Increasing The Gas Tax - Impossible?

Former OH Sen. George Voinovich and the U.S. Chamber of Commerce are spearheading the push, but they are by no means alone. The groups came together in 2009 - another one may be in the works with the current transportation extension ending March 31.

1 minute read

November 3, 2011, 8:00 AM PDT

By Irvin Dawid


Increasing the gas tax is supported by diverse groups for a variety of reasons.

"The Chamber of Commerce, for its part, believes the gas tax is the best way to keep funding road projects because it's simple."

"The Chamber has long held that a modest increase in fuel taxes is needed to support the federal highway and transit programs. It is currently the most straightforward approach to linking users to infrastructure and providing resources without increasing the federal budget deficit or debt," said Janet Kavinoky, the Chamber's executive director of transportation and infrastructure."

Unions and others joined the gas tax increase movement when the current transportation bill expired in 2009.

"We are not going to raise the gas tax. I will be emphatic on that - we can't," Transportation Secretary Ray LaHood told Congress in 2009.

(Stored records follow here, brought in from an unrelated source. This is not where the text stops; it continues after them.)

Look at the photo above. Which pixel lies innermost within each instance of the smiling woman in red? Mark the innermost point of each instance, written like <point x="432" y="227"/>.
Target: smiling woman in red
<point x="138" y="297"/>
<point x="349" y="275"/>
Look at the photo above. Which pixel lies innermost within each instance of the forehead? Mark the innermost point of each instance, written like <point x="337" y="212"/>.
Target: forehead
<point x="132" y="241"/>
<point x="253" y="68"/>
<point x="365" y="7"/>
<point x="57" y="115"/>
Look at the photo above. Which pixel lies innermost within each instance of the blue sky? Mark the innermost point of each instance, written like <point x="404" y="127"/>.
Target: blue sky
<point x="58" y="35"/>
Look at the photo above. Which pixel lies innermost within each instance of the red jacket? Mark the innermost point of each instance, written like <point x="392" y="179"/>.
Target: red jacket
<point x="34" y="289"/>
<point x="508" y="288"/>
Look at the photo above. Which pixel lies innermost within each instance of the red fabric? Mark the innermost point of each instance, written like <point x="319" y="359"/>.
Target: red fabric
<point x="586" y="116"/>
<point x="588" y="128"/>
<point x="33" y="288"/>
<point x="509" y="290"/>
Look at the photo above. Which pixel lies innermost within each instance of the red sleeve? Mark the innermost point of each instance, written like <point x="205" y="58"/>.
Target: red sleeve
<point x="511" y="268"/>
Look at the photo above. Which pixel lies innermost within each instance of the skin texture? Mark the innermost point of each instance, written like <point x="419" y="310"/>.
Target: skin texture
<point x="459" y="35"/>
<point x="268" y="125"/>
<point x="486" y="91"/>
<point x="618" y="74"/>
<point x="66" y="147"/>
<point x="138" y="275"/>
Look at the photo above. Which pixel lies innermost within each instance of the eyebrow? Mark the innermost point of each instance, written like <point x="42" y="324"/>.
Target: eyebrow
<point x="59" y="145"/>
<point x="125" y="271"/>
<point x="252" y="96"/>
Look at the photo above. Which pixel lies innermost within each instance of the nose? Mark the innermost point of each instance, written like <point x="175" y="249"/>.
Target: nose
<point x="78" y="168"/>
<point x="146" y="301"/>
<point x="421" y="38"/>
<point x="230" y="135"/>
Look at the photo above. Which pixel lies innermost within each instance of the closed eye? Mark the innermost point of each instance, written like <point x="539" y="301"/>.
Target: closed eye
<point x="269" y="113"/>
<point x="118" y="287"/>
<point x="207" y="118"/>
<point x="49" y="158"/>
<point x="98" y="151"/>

Since then, President Obama has pushed for extensions, while also pushing jobs bills based on infrastructure funding.

The irony is apparent to Pete Ruane, president and CEO of the American Road & Transportation Builders Association. "If they had passed this bill on time, the kind of robust spending [former House Transportation and Infrastructure Committee] Chairman [Jim] Oberstar was pushing, they'd now be the beneficiaries politically of major job changes in the economy," he said.

And the funding wouldn't have come from increasing the federal deficit.